The middle ground we've built is that a real Linux kernel interfaces with your application in the VM (we call it a zone), but that kernel then can make specialized and specific interface calls to the host system.
For example with NVIDIA on gVisor, the ioctl()'s are passed through directly, with NVIDIA driver vulnerabilities that can cause memory corruption, it leads directly into corruption in the host kernel. With our platform at Edera (https://edera.dev), the NVIDIA driver runs in the VM itself, so a memory corruption bug doesn't percolate to other systems.
> Ultimately, if you fork() in gVisor, that calls fork() on the host
This isn't true. You can look at the code right here[1], there is no code path in gVisor that calls fork() on the host. In fact, the only syscalls gVisor is allowed to make to the host are listed right here in their seccomp filters[2].
I was more specifically referring to the fact that to implement threads in gVisor, it calls to the go runtime, which does make calls to clone() (not fork()), but I see the pushback :)
I think it's a small distinction. fork() itself isn't all that useful anyways.
However, consider reading a file in gVisor. This passes through the IO layers, which ultimately will end up a read in the kernel, through one of the many interfaces to do so.
This is a big reason for our strategy at Edera (https://edera.dev) of building hypervisor technology that eliminates the standard x86/ARM kernel overhead in favor of deep para-virtualization.
The performance of gVisor is often a big limiting factor in deployment.
I read the thesis on arxiv. Do you see any limitations from using Xen instead of KVM? I think that was the biggest surprise for me as I have very rarely seen teams build on Xen.
I'd say the limitation has been that sometimes we have to implement things by hand. But it has enabled us to do things that others can't achieve since KVM is a singular stack in many ways.
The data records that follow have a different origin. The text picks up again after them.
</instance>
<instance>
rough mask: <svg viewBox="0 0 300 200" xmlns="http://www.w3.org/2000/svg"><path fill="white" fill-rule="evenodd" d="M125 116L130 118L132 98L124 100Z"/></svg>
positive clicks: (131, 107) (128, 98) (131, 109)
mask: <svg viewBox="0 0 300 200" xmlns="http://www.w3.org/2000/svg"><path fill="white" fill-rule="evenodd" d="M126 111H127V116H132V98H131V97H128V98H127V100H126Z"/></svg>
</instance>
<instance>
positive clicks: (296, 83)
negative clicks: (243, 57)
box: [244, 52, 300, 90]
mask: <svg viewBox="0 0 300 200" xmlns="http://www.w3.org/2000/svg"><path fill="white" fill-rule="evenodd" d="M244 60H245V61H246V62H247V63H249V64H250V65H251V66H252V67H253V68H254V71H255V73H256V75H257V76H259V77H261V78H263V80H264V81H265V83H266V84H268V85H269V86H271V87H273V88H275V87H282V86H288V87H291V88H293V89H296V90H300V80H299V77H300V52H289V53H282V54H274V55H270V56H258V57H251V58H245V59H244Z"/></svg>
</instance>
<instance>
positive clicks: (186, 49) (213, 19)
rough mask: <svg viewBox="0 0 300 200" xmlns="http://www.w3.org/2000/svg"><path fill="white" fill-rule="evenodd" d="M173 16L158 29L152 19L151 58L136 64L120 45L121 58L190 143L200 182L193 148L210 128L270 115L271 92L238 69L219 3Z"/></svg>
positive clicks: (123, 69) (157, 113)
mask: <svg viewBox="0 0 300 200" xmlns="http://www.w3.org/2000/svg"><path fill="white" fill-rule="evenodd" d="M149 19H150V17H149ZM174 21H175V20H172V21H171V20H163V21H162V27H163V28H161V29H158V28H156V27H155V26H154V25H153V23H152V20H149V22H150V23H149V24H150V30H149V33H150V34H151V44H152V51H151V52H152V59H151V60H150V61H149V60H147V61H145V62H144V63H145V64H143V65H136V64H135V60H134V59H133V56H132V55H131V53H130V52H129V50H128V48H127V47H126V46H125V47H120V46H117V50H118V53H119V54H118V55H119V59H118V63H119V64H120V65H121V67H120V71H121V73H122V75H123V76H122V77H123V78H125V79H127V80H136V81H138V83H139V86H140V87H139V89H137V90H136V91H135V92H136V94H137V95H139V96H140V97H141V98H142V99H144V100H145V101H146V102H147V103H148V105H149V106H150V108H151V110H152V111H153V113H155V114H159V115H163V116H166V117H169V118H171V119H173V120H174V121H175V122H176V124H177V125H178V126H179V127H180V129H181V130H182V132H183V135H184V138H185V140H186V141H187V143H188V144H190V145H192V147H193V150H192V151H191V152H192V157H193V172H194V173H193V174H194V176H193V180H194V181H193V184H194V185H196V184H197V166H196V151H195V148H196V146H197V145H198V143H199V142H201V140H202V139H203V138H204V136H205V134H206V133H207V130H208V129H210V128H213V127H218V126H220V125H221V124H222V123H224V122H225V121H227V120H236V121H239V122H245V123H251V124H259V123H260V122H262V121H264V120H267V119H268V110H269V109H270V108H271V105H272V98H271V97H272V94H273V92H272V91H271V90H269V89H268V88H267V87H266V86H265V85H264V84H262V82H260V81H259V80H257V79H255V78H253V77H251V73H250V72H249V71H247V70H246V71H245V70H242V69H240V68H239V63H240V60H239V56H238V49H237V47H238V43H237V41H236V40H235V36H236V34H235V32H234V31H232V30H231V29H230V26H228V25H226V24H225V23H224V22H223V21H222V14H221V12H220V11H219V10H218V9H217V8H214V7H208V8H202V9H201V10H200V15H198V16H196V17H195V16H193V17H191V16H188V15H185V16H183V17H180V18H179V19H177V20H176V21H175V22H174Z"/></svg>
For example, VFIO-PCI is largely the same across all VMMs, but we have true full control over the PCI passthrough on our platform which has allowed us to do things KVM VMMs can't.
Hi! I’m the CTO of Edera and discovered this bug with my colleague Steven!
The story of this bug is interesting. We were both up late at night working on GPU support on the Edera platform, and we had just pulled an NVIDIA container image. What should have resulted in a temporary directory of tar files for OCI layers was filled with NVIDIA library files! We were both super confused until I had an “oh god no” moment and realized this happened.
We kicked right into action on responsible disclosure.
I can answer any questions, but I want to send a huge thank you to our team for working together on this and to Astral for being wonderful to work with!